Tomorrow is Father’s Day. If you needed a reminder, the Journal-Constitution’s major advertisers made sure you got it several days this week.

On Tuesday, for instance, the main news section of the paper contained 28 pages — 22 of which were full page advertisements for either Rich’s or Macy’s, most of them aimed at getting customers to their stores for Father’s Day purchases.

The second section of the newspaper, which was also labeled the “A section” and numbered with pages 29 through 34, contained nearly three full pages of ads.

The third section was eight pages — all of them containing ads for Rich’s.

“If I want ads, I use catalogs,” said Lloyd Gayton, a reader from Concord, Ga., echoing a common complaint we heard during the week from dozens of readers.

Friday’s paper also contained a larger-than-usual advertising complement.

The Father’s Day advertising extravaganza this past week is an extreme form of the daily push and pull the news department of the paper goes through with the advertising department, whose revenues cover most of the expense of producing a daily newspaper.
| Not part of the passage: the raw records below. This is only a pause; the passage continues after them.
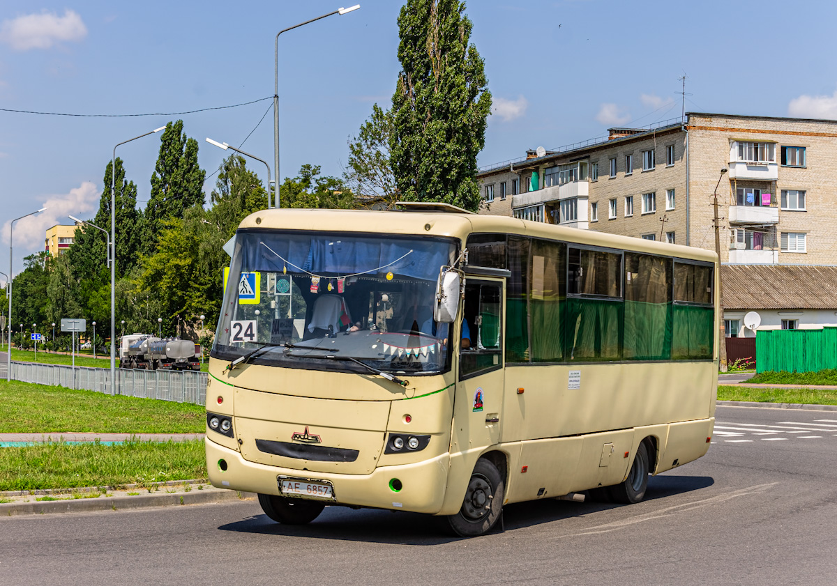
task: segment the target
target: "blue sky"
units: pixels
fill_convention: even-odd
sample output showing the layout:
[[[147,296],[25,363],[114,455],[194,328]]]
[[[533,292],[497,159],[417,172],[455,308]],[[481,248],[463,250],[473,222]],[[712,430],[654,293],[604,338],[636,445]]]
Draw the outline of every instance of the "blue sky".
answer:
[[[394,89],[400,1],[3,0],[0,108],[125,115],[267,98],[276,33],[358,1],[360,10],[280,37],[281,176],[305,163],[339,176],[347,140]],[[837,120],[837,3],[789,6],[470,0],[471,40],[495,100],[480,164],[679,117],[684,73],[686,111]],[[255,128],[241,148],[272,161],[272,110],[256,128],[270,105],[120,118],[0,111],[0,245],[10,219],[49,208],[15,224],[15,273],[47,227],[95,213],[116,143],[182,118],[208,176],[226,155],[208,136],[239,146]],[[117,150],[141,200],[158,150],[154,135]],[[249,165],[264,180],[264,166]],[[208,196],[213,186],[212,176]]]

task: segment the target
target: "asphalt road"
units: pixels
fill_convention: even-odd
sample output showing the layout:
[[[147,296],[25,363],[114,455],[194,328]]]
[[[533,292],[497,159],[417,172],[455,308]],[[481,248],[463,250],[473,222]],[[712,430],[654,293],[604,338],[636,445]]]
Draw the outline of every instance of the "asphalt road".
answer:
[[[0,584],[837,583],[837,414],[719,407],[704,458],[629,506],[506,507],[506,531],[326,508],[281,526],[254,502],[0,519]]]

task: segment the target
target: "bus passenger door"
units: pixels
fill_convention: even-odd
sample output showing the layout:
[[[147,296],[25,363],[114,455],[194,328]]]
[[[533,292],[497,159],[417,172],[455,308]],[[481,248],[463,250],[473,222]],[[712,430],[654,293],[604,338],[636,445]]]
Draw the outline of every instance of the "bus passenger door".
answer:
[[[505,280],[469,278],[460,328],[454,407],[459,449],[500,442],[502,423]]]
Put yourself in the position of the vice president for advertising at a major metropolitan newspaper. You show up for work one day and find that two of your most dependable and coveted advertisers — in the middle of one of the slowest advertising markets in a generation — want to buy more than 30 pages of space in the front section of the newspaper next Tuesday to promote special Father’s Day sales.

What do you do? Say “no thanks”?

So the real issue becomes one for the news department and the production department to handle. How do you do that without sacrificing the news?

Here’s how: In order to accommodate a bulky A section (28 pages) the presses that print the newspaper have to be “balanced” by another similar size section.

In Tuesday’s paper, the D section, which was Metro, became the balancing section. It was increased in size from its normal eight to 10 pages on most Tuesdays to a reconfigured 28 pages.

In exchange for losing some of its traditional “news hole” space in the A section, national and international news was transferred into the second A section and into Metro. The front of the second A section, for instance, contained a major story and color photos of the wildfires in Colorado.

The reconfigured Metro section was drawn up in a way that resulted in an additional 10 full pages of news on Tuesday. Some of it went to Metro news, but a lot of it was stories that normally would have run in the A section.

The quirkiest result of the reconfigured paper was when the three @issue pages of editorials and columnists finally showed up at the back of the second A section, on pages 31, 32 and 33. I don’t blame readers for saying they had a hard time finding the editorial pages that day since they usually find them on the last pages of the first section.

But the bottom line is that nothing in the way of news coverage, story count or regular daily offerings was missing from those advertising-dominated papers. In fact, the paper on Tuesday carried much more news than it usually does on that day of the week.

Is it the best way to present the news? Of course not, and we do it rarely. Interestingly, the same thing — to a much lesser degree — happened the week before Mother’s Day. Advertisers have their own way of determining when they want to attract customers to come to their stores for special sales and promotions. Most of the time, the big Sunday paper — which readers come to associate as being much more dominated by ads — works fine for that. But other times they may determine that a one-day sale on Wednesday is the way to go and they want to use the Tuesday paper to tell their customers about it.

We want to be there when they do. We also want to make sure the news report doesn’t get shortchanged in the process. We may need to spread that day’s news throughout the paper more than we usually do, but we won’t give up the space needed to provide a complete report.

You don’t want that and neither do our advertisers. They buy space in a “news” paper. They don’t want it to be a catalog either.